クイックアンサー:コンテナハウスとマニュファクチャードホーム、どちらを選ぶべきか
結論から言えば、小規模で予算を最優先し、将来的な移設の可能性も残したいならコンテナハウス。㎡あたりの単価を最も下げたいならマニュファクチャードホームです。
ただし両者の最も鋭い違いは「資産価値」です。恒久基礎に据えたコンテナハウスは年間3〜6%で価値が上がる(不動産として扱われる)のに対し、マニュファクチャードホームは車両のように減価償却されるのが一般的です(基礎固定かつ土地付きの場合は上昇するケースもあります)。
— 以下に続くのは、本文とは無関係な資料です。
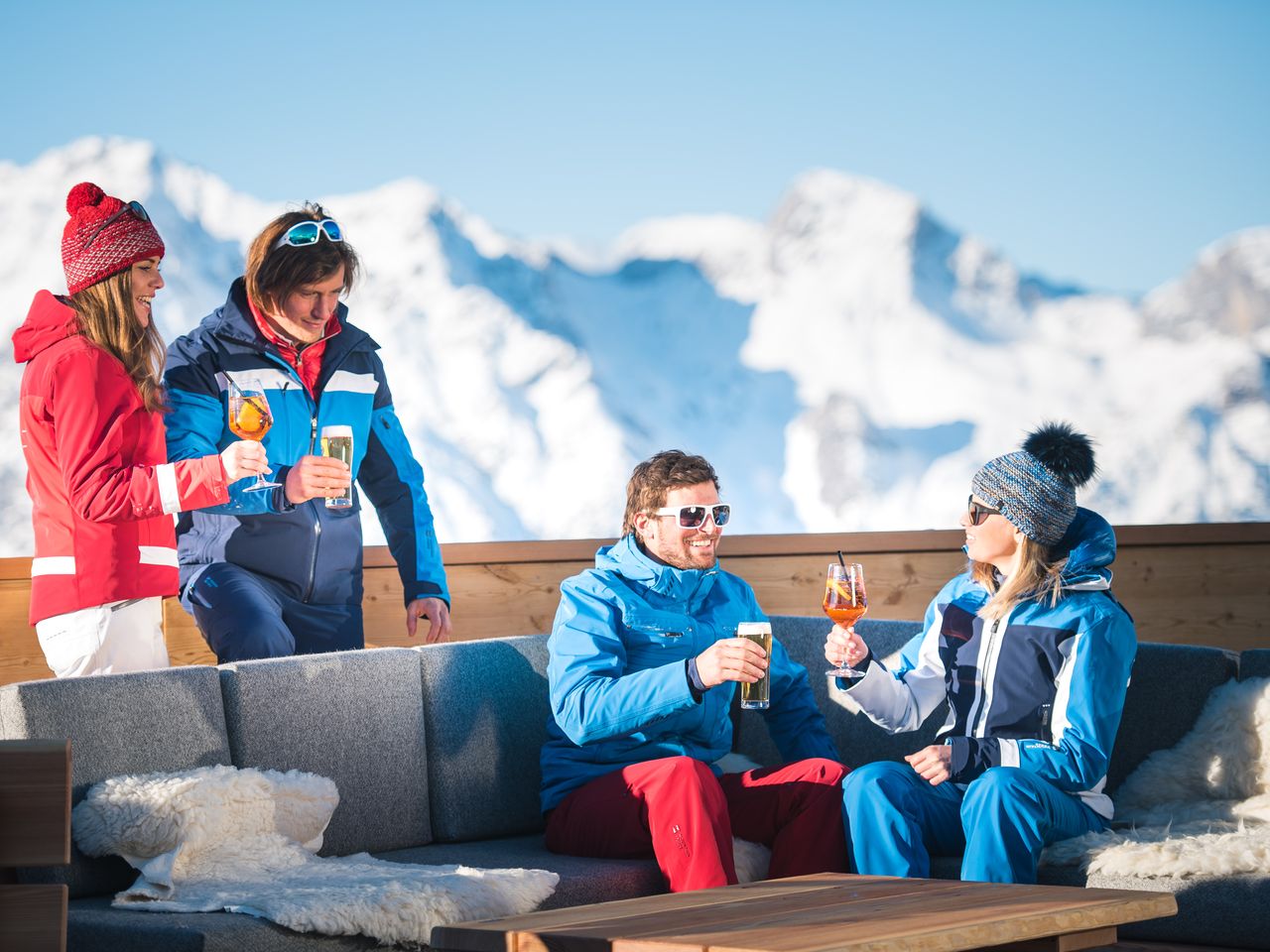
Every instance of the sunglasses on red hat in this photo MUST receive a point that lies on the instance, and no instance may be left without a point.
(979, 512)
(694, 517)
(135, 207)
(309, 232)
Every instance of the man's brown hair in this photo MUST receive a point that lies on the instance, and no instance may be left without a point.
(273, 273)
(653, 479)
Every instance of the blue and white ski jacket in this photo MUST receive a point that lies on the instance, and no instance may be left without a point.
(313, 552)
(617, 674)
(1042, 689)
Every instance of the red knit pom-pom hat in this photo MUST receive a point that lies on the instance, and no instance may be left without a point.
(91, 253)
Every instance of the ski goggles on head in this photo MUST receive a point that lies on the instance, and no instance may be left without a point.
(309, 232)
(694, 517)
(979, 512)
(135, 207)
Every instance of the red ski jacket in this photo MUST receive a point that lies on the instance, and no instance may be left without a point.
(100, 486)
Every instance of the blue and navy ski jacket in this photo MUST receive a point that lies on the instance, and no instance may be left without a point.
(313, 552)
(1042, 689)
(617, 676)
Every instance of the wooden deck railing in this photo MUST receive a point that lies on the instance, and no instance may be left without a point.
(1203, 584)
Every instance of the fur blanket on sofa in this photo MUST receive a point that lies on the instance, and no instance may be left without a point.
(1198, 809)
(245, 841)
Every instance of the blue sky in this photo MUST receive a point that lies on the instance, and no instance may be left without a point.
(1097, 143)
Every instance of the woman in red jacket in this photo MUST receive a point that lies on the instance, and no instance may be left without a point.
(91, 430)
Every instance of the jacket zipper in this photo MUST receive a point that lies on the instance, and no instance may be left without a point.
(988, 661)
(316, 512)
(316, 508)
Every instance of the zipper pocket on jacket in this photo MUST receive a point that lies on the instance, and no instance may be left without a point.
(313, 561)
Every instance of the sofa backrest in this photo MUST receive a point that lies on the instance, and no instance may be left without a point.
(858, 739)
(485, 711)
(352, 716)
(117, 724)
(1167, 690)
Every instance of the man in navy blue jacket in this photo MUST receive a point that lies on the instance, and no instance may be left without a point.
(276, 571)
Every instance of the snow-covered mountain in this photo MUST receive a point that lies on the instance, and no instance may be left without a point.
(846, 365)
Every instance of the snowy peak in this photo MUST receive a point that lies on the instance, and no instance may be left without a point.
(846, 363)
(1225, 293)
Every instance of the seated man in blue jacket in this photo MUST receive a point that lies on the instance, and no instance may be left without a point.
(643, 669)
(276, 571)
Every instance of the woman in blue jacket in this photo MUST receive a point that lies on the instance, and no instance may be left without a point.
(1033, 655)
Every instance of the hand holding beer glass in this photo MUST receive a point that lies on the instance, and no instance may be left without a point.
(336, 442)
(757, 696)
(846, 603)
(250, 419)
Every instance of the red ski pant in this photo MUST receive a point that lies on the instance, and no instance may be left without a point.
(677, 811)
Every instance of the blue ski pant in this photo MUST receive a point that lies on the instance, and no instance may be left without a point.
(998, 823)
(244, 616)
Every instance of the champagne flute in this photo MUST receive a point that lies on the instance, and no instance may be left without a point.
(250, 419)
(846, 603)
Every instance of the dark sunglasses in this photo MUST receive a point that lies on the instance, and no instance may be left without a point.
(694, 517)
(135, 207)
(309, 232)
(979, 512)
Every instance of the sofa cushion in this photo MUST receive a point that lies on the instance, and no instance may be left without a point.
(1211, 910)
(137, 722)
(858, 739)
(485, 712)
(1255, 662)
(1167, 689)
(581, 880)
(93, 924)
(352, 716)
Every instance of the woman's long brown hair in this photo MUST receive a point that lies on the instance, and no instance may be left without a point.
(107, 318)
(1037, 578)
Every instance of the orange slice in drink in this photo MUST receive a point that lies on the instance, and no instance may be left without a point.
(250, 421)
(842, 592)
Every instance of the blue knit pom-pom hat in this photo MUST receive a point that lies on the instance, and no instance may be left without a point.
(1035, 486)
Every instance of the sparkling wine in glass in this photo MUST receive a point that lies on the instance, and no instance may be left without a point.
(250, 419)
(846, 603)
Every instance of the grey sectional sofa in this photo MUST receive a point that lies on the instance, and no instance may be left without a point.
(436, 756)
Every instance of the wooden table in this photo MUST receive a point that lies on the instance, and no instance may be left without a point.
(826, 912)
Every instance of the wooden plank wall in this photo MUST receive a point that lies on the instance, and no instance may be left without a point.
(1192, 584)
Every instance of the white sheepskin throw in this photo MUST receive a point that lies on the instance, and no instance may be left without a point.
(1198, 809)
(243, 841)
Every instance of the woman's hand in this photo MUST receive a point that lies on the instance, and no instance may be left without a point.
(244, 458)
(843, 647)
(933, 763)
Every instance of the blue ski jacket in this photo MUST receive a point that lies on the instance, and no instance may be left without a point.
(1040, 689)
(617, 671)
(313, 552)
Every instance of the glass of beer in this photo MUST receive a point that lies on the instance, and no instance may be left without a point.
(338, 443)
(846, 603)
(250, 419)
(757, 696)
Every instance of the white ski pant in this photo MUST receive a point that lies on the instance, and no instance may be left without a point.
(119, 636)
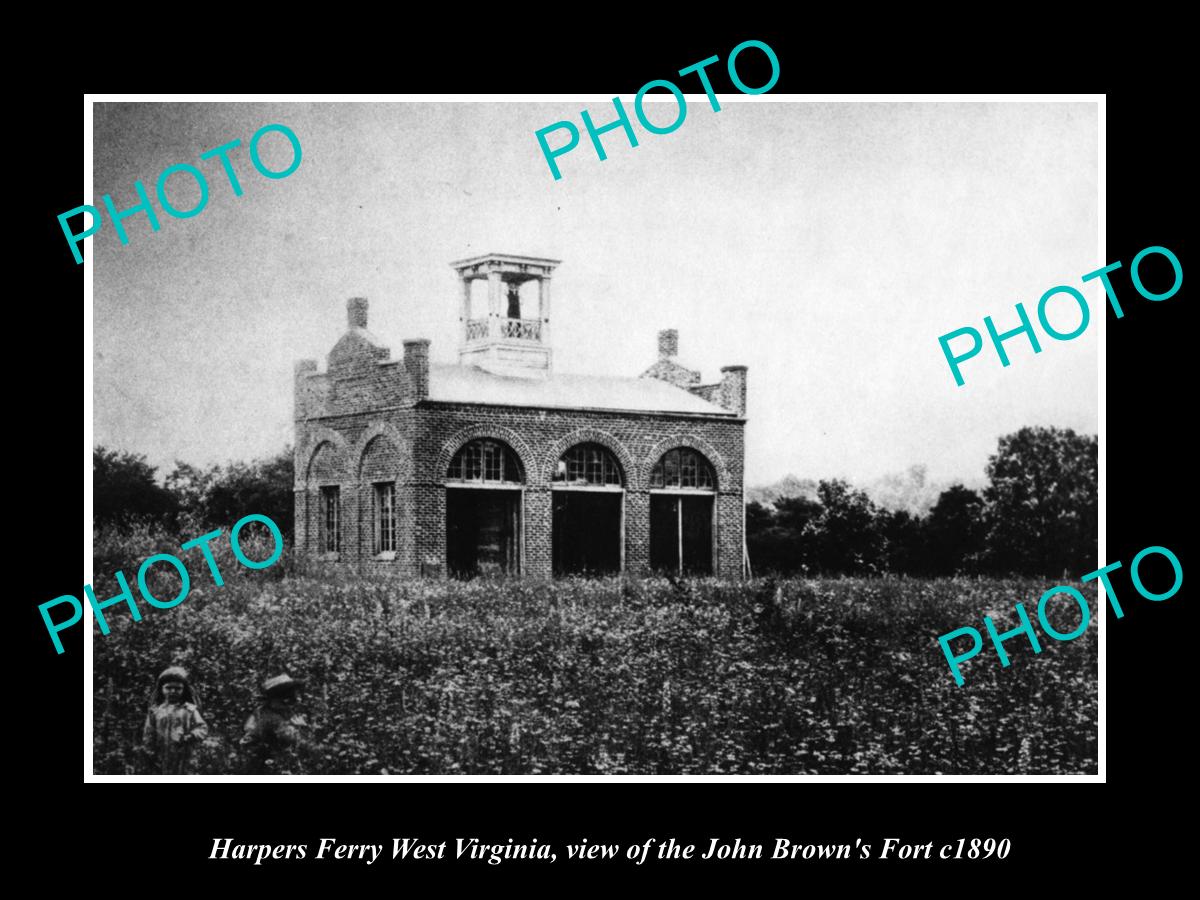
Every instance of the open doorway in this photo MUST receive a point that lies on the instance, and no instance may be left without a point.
(683, 490)
(483, 533)
(682, 534)
(587, 533)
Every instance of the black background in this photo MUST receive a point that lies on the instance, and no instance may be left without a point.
(130, 829)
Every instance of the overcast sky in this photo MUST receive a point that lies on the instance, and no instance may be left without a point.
(825, 246)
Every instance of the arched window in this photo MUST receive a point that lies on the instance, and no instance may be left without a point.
(588, 465)
(683, 469)
(486, 462)
(484, 509)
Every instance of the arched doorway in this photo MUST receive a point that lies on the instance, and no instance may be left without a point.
(588, 529)
(484, 493)
(683, 489)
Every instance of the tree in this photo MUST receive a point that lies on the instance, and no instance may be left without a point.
(954, 532)
(264, 486)
(125, 491)
(904, 541)
(1042, 502)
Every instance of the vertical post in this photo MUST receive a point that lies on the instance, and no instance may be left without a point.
(544, 306)
(493, 304)
(622, 563)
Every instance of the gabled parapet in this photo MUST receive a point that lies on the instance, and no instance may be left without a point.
(729, 394)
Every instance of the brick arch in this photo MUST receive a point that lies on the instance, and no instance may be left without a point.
(496, 432)
(593, 436)
(695, 443)
(313, 441)
(395, 437)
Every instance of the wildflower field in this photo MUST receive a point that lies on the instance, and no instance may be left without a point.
(617, 676)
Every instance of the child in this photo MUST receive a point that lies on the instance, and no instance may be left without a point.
(174, 725)
(275, 732)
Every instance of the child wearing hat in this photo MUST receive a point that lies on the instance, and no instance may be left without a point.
(275, 732)
(173, 725)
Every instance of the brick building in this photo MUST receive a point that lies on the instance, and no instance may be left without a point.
(497, 465)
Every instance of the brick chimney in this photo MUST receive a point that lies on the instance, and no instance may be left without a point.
(669, 343)
(417, 364)
(732, 390)
(357, 312)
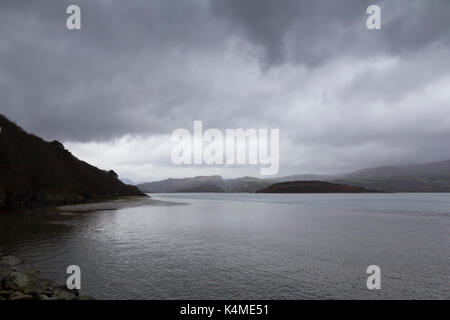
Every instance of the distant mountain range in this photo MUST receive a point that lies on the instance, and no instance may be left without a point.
(429, 177)
(311, 187)
(34, 171)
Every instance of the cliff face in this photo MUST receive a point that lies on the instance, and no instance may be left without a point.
(33, 172)
(311, 187)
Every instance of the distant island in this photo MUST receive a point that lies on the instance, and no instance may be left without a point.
(428, 177)
(36, 172)
(312, 187)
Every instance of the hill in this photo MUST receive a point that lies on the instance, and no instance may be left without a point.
(427, 169)
(35, 172)
(204, 188)
(311, 187)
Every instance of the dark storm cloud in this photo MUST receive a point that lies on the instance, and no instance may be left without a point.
(311, 68)
(313, 31)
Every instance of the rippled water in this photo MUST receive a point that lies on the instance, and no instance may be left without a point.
(245, 246)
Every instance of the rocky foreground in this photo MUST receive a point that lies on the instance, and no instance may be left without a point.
(18, 282)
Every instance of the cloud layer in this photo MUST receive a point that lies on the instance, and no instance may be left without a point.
(342, 96)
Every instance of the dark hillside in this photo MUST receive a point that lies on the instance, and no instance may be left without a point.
(33, 171)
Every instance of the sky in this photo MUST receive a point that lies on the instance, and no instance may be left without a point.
(343, 97)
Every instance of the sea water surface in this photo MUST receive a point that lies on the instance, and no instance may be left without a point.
(245, 246)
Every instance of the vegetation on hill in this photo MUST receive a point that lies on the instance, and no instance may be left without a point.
(34, 172)
(311, 187)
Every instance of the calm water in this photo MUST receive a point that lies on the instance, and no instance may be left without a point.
(246, 246)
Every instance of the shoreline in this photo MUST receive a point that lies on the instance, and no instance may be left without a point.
(20, 282)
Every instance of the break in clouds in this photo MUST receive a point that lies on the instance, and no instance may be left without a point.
(343, 97)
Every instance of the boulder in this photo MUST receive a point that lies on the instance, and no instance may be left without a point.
(45, 297)
(10, 261)
(28, 282)
(5, 294)
(20, 296)
(60, 294)
(84, 298)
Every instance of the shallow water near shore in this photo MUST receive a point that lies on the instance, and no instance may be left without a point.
(244, 246)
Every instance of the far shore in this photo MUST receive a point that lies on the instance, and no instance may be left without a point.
(119, 203)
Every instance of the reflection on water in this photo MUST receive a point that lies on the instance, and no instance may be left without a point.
(244, 246)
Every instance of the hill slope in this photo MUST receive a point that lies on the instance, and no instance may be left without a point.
(33, 171)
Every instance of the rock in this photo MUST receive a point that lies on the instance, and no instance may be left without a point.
(10, 261)
(45, 297)
(75, 292)
(60, 294)
(4, 272)
(29, 282)
(5, 293)
(20, 296)
(84, 298)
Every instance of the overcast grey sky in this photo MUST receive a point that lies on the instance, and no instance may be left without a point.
(343, 97)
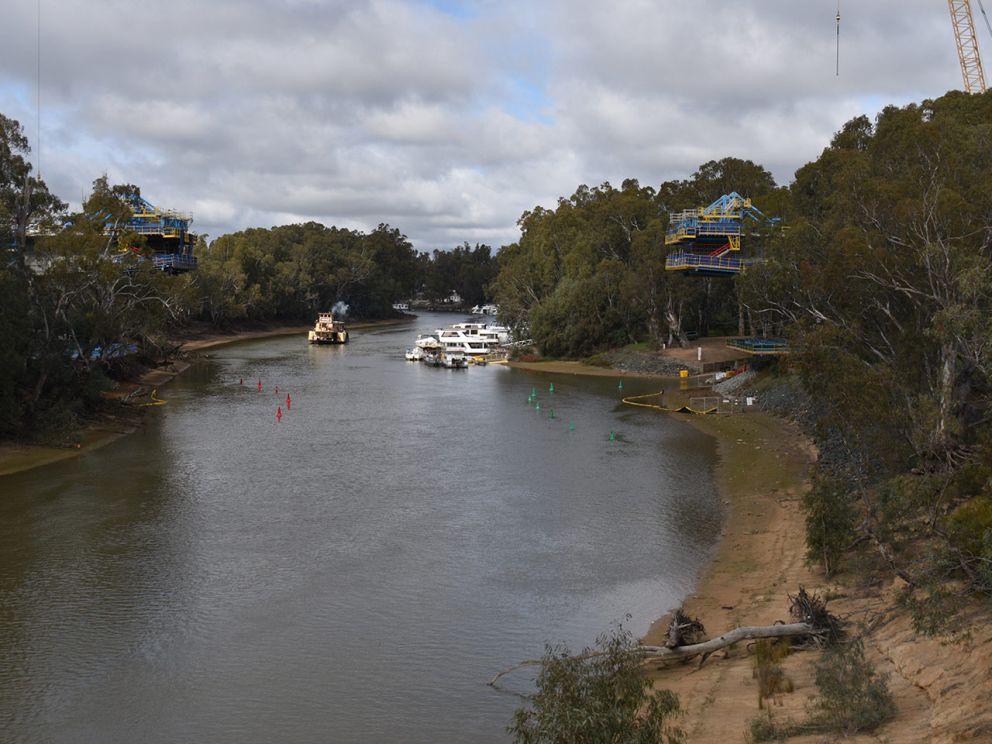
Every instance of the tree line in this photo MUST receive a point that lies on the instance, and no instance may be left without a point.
(590, 274)
(880, 276)
(81, 304)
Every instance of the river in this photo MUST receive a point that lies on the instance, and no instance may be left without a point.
(352, 573)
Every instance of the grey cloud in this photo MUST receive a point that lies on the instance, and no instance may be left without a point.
(357, 112)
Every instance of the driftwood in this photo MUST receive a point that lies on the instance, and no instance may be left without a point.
(683, 630)
(747, 633)
(704, 649)
(812, 610)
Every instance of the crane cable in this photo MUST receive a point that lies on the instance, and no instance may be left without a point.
(985, 15)
(837, 73)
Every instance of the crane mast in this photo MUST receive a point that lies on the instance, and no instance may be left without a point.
(967, 41)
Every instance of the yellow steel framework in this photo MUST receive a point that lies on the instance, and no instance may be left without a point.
(967, 41)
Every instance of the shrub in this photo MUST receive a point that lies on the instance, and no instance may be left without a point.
(599, 696)
(853, 696)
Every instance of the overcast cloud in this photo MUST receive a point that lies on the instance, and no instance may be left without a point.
(445, 119)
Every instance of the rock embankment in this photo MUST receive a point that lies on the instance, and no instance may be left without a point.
(640, 362)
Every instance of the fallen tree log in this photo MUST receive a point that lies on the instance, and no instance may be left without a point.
(747, 633)
(704, 649)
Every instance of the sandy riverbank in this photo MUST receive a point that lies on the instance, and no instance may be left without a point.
(15, 458)
(940, 685)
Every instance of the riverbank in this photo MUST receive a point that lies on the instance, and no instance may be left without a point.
(764, 463)
(15, 458)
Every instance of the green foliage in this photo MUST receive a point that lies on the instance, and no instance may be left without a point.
(600, 696)
(465, 270)
(590, 274)
(292, 272)
(853, 696)
(767, 728)
(830, 520)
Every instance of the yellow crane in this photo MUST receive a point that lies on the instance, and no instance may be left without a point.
(967, 41)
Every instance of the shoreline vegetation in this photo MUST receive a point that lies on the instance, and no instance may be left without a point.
(764, 467)
(871, 265)
(18, 457)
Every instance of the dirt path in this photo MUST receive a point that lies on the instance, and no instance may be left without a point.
(938, 688)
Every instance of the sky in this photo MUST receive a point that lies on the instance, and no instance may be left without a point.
(446, 119)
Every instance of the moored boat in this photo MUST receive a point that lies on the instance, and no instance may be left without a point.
(328, 331)
(453, 360)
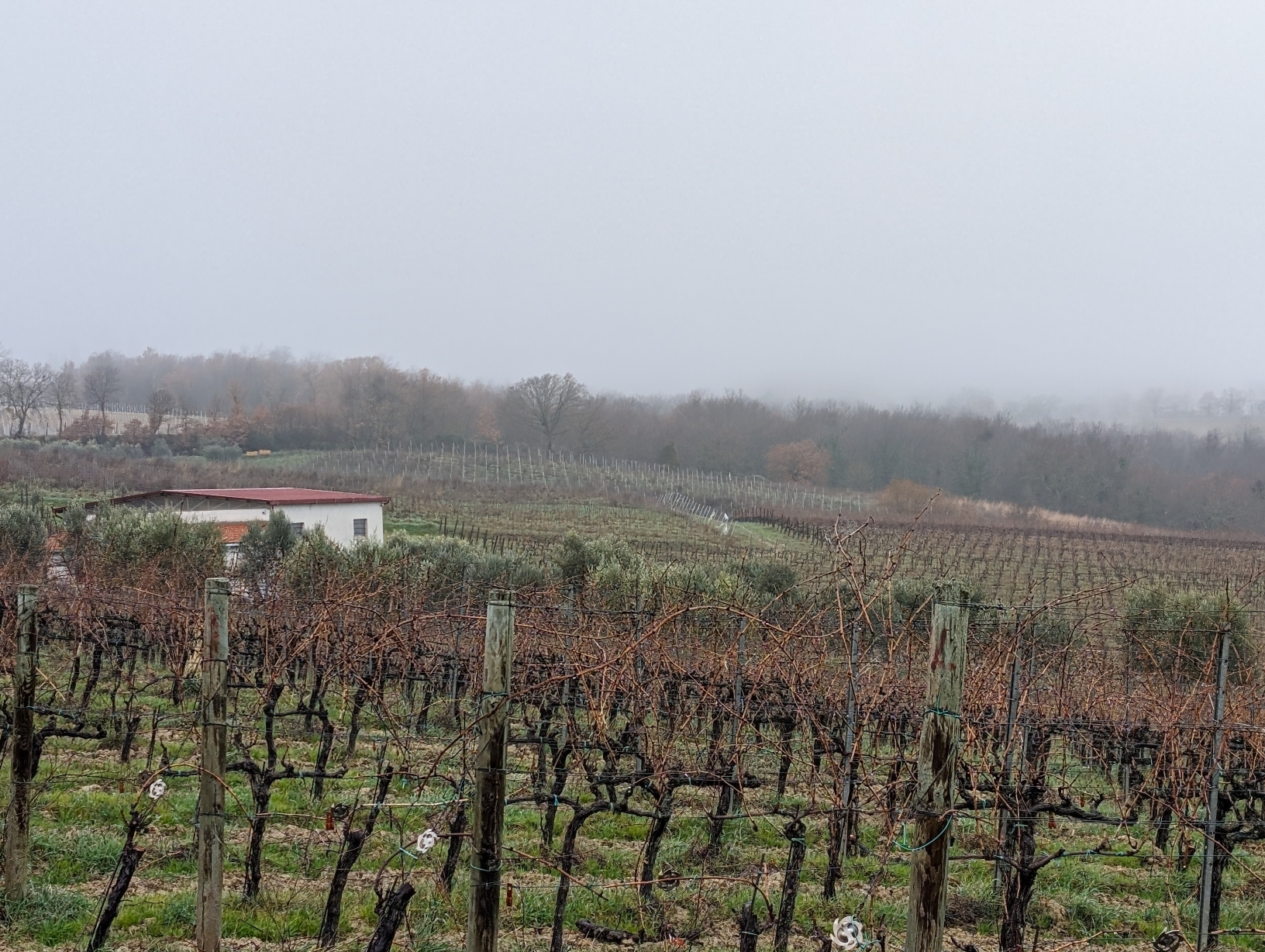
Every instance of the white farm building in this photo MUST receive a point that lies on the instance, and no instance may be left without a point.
(346, 517)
本ガイドでは、コスト、品質・構造、ファイナンスと資産価値、工期、移設性の5つの軸で比較します。
用語の整理:マニュファクチャードホームとは
マニュファクチャードホーム(manufactured home) とは、工場で生産される住宅の一種で、米国では HUD コード(Housing and Urban Development 省が定める連邦基準)に従って建設されます。1976年以前の mobile home(モバイルホーム) の後継にあたる呼称で、現在でも慣用的に mobile home と呼ばれます。
つまり比較の構図は次のようになります。
| 準拠する基準 | 位置づけ | |
|---|---|---|
| マニュファクチャードホーム | HUD コード(連邦基準) | 工場生産住宅。基本的に米国・カナダ市場の枠組み |
| モジュラーハウス(参考) | IRC 等の地域建築基準 | 現地の建築基準に適合する恒久住宅 |
| コンテナハウス | 仕向地の基準+任意の認証 | 鋼製モジュール建築 |
コスト比較
| 項目 | コンテナハウス | マニュファクチャードホーム |
|---|---|---|
| エントリーレベル | $10,000〜25,000(シェル) | $32,000〜65,000 |
| 完成状態(20〜40ft) | $25,000〜110,000 | $32,000〜110,000 |
| ㎡あたり単価 | $1,600〜5,400 | $540〜1,180(最安) |
| 複数連結(大規模) | $95,000〜220,000 | より大型のモデル |
重要なポイント:㎡あたり単価ではマニュファクチャードホームが最安です。しかし小規模の入口ではコンテナハウスが安い——20ftコンテナハウスは $10,000以下で輸入できます。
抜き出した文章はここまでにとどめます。